Erik Gratton has played many characters in his career, but playing Buddy, the lead role in “Elf the Musical,” coming to the Boch Center Wang Theatre Nov. 28-Dec. 10, is a special treat. “Spending a couple of hours in Buddy’s mind-set — someone who is happy all of the time — is a pleasure,” said Gratton, 41, who was born in Kansas City, Mo., raised mostly in Kansas, and now lives in Glendale, Calif., with his girlfriend, fellow actor Krista Curry. The show is based on the hit 2003 movie “Elf,” featuring Will Farrell in the role Gratton is playing onstage. While he has performed in and around Boston before, this will be his longest run in the city. “I’m here for two weeks, so I’m looking forward to exploring Boston and seeing some of my best friends who live here,” he said. We caught up with Gratton to talk about all things travel.

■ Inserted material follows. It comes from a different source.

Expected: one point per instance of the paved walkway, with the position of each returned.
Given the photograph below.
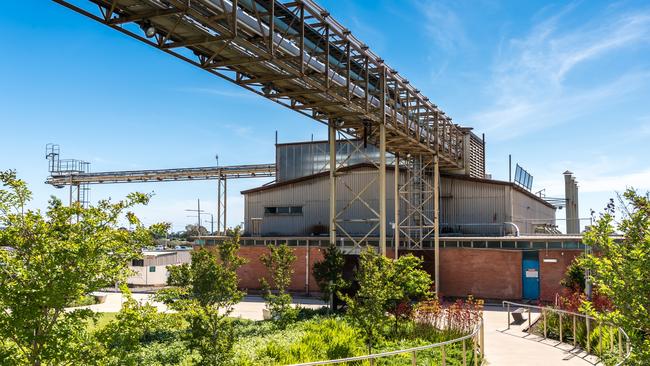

Favorite vacation destination? My girlfriend, Krista, and I both travel for work and so many of our trips are to see the other where they’re doing a show. This is ongoing. She’s coming to Boston and New York to see “Elf,” [and] I went to Seattle twice this spring to see her, and before that we spent last winter together doing “Fiddler on the Roof” in Arizona. When we have time together to travel, that means we’re not working — and not making money — so we tend to stay close to home or visit family in Kansas City or California or Seattle. We like the California coast: Pismo, Santa Barbara, [and] San Diego for quick getaways alone.
Favorite food or drink while vacationing? Whatever is good, fresh, and local. I used to tour with rock bands as a chef. With that gig I got a little obsessed with regional foods. Find a local who loves food [and] listen to that local.
Where would you like to travel to but haven’t? I’ve never done anyplace warm outside the contiguous 48. When I’ve gone international, it’s been England, Ireland, Russia, [and] Canada; cloudy and cold atmosphere. They’re beautiful, but I’d like some sun. There are places I’d love to see on every continent. Most dream trips would likely have multiple destinations. I don’t like stopping in one place for too long, even as a place to live. I did the math for my dad the other day and I’ve had 50 mailing addresses since 2000.
One item you can’t leave home without when traveling? Refillable water bottle. Boring maybe, but key.
Aisle or window? Window. The wall gives me a feeling of being ensconced. It’s the coziest option.
Favorite childhood travel memory? We did family trips in the Pinto station wagon to my grandparents’ farm [in Osceola, Mo.] most weekends, summers, and holidays. It’s only a couple of hours away, but I remember those trips and the stops so vividly. I learned to drive on that route, too. Also, my dad was on a Fulbright to England in 1986. We lived in a small village in Lancashire and that experience was definitely formative.
Guilty pleasure when traveling? I always buy a mystery novel at the airport.
Best travel tip? Leave some unscheduled time to explore — then actually use that time to explore. And do some basic research about the history, food, and politics of where you’re visiting before you get there.